Пленники примолкли, снова переглянулись, и в разговор вернулся Ковальский:
– Допустим, что мы согласимся с твоим предложением и дадим слово, а сами потом сбежим...
– Куда? – Никифор прервал его речь и, оглянувшись на своих товарищей, вместе с ними заразительно и весело засмеялся. – До Терека пойдете на общих основаниях, без оружия и под охраной, а потом, бегите, если желание имеется, только далеко вы не уйдете. Не горцы поймают, так терские казаки, не персы с турками, так астраханцы с черкесами, или татары и калмыками. Да и не нарушите вы свое слово, пан Тадеуш. По повадкам видно, что вы воины, а не мусор подзаборный. Кроме того, учтите, что вы не за меня биться станете, а за мирных людей, которым придется обживать новые для себя места. Переселенцы не всегда смогут за себя постоять, и для спокойной жизни им нужны бойцы вроде вас.
Ковальский и Кранц задумались, задали атаману еще несколько вопросов и, посовещавшись между собой, приняли предложение Никифора Булавина.
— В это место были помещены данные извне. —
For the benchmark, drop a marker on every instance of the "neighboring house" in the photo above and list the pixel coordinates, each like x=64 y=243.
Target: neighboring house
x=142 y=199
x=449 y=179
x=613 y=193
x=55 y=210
Понятно, что впереди нелегкая служба под присмотром вчерашних врагов, но этот вариант для воинов выглядел гораздо привлекательней угольной шахты и кирки с тележкой.
– Даем слово чести, – почти в такт один другому, сказали пленные воины, – что с сего дня и часа, мы обязуемся пять лет верно служить Войску Донскому как вспомогательные жолнеры, и защищать мирных переселенцев на Кавказ.
Булавин удовлетворенно кивнул и, прежде чем наемник и шляхтич покинули барак, он обратился к Ковальскому:
– Раз такое дело, и мы с вами сговорились, пан Тадеуш, то ты назначаешься временным командиром первого отряда вспомогательных войск, который направляется из этого лагеря на побережье Каспийского моря.
– А я?
Подал голос Густав Кранц.
– А ты, Шварцнегер, елки-палки, – атаман улыбнулся, – так и быть, его заместитель.
Бывшие пленные, а ныне командиры вспомогательного отряда, вышли наружу, и спустя пятнадцать минут, вместе с небольшим обозом, во главе отряда из шестидесяти человек, покинули лагерь для перемещенных лиц и двинулись на восток. Охрана у поляков, литовцев и наемников была символическая, всего пять конных казаков. Однако сбежать из них никто не пытался, ибо каждому уже успели объяснить, что за побег одного человека, головами поплатится его десяток, а за командира и заместителя наказание понесет весь отряд.
Река Куго-Ея. 27.12.1711.
Эта история началась утром двадцать четвертого декабря. За пару дней до этого мы с женушкой, по чистому первому снегу, приехали в Булавинск, где должна была состояться свадьба Михайлы Кобылина на хорошей девушке из одной уважаемой староверской общины, ныне проживающей на берегах Дона. Под это дело комендант крепости пригласил гостей, съехались наши ватажники, и мы даже попа из Черкасска заказали. Все чин чином, провели обряд, покатались по степи на санях, во дворе крепости накрыли столы, вокруг поставили переносные печи-жаровни и давай гулять, да так знатно и весело, что все довольны остались.
Разошлись заполночь, а когда отошли после ночной попойки, которую мы все вместе, гости и ватажники, собирались продолжить за вновь накрытыми столами, в крепость влетели три конных казака. Одного из них я знал, десятник Евграф Аверин, мужчина серьезный и авторитетный, лет десять назад потерявший во время налета закубанцев всю свою семью, и оттого зацикленный на мести ногайцам, и постоянно находящийся на пограничье. Понятно, что такой человек не на свадьбу заехал, а по какому-то важному для него делу. Но праздник есть праздник, и мы встретили его как положено. Только он появился на дворе и вместе со своими казаками прошел между жарких печей-времянок к столам, так сразу же получил в руки кубок с вином.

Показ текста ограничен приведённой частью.